Managing Turbulence

Turbulence is one of those words that adapt wonderfully to a variety of contexts, whether it refers to the period in your life when you’re wrestling with what direction to take, or the sudden disruption during a smooth flight when you’re directed to take your seat and fasten your seat belt. Both situations are often just a hiccup on your way to your final destination. Sure, it’s an inconvenience and potentially uncomfortable. But then, what if the parallels went beyond the terminology and similarities? What if becoming a pilot was a realistic career path you often considered, but didn’t know where to start looking, or if you could even afford it? Flight schools like AeroGuard offer programs that include a pilot pathway that lay out the steps toward realizing your goals of becoming a pilot.

If you think you may be ready to take the plunge, it’s essential to do your homework by researching your options, and continuing to learn what you can about the field. Since turbulence may have been that small spark that inspired you to move forward, it’s fitting to delve further into a flight condition you’ll inevitably encounter.

What’s turbulence?

There are multiple types of air turbulence that aircraft encounter. In extremely rare cases, turbulence is a bad sign, but pilots understand that nearly all turbulence is harmless, other than the distress heaped upon the passengers who are generally forced to remain seated for the duration of the bumpy ride.

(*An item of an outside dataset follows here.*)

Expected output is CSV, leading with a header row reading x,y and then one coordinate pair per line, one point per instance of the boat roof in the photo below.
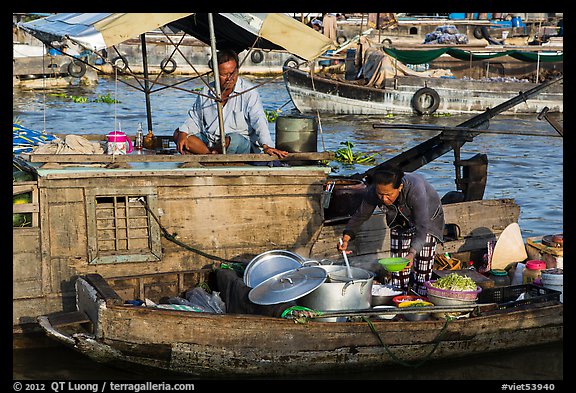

A common definition of turbulence is a rapid or violent change in airflow. But then, what exactly are the drivers of the change that’s generating the turbulence? There are both human-made and natural causes. Wake turbulence is caused by other aircraft rather than the weather. The wings of an airplane can create turbulence, so air traffic control is careful to ensure planes aren’t close enough to affect each other.

Naturally occurring turbulence is much more prevalent and varied. Jet streams cause clear air turbulence. Jet streams are powerful air currents occurring at the higher altitudes where planes fly. Thermal turbulence is common when traveling through storm systems. Thunderstorms allow heat to rise, which triggers airflow changes. Also, the topography of the region can influence the wind, which is known as mechanical turbulence. Mountains and buildings can cause irregularities in the airflow, which translate into turbulence.

Can turbulence be avoided?

Pilots can generally detect turbulent-prone areas on their radar. The weather conditions will typically dictate their next best course of action, like flying around a storm or ascending to a higher altitude. Unfortunately, not all turbulence can be detected, so there are times when it’s unavoidable. Although the pilots do what they can to predict where air turbulence may occur, it isn’t a foolproof system.

It’s important to remember that pilots are always confident and in control when flying through these rough patches, and do their best to quickly fly out of the bumpier routes for the sake of everyone on board. The key for the pilots and crew is to remain calm, relaying to the passengers that turbulence, while uncomfortable, isn’t a threat to the plane. Passengers must stay in their seats to prevent being jostled around the plane, which could result in injury. The aircraft itself is built to withstand the onslaught of swirling air.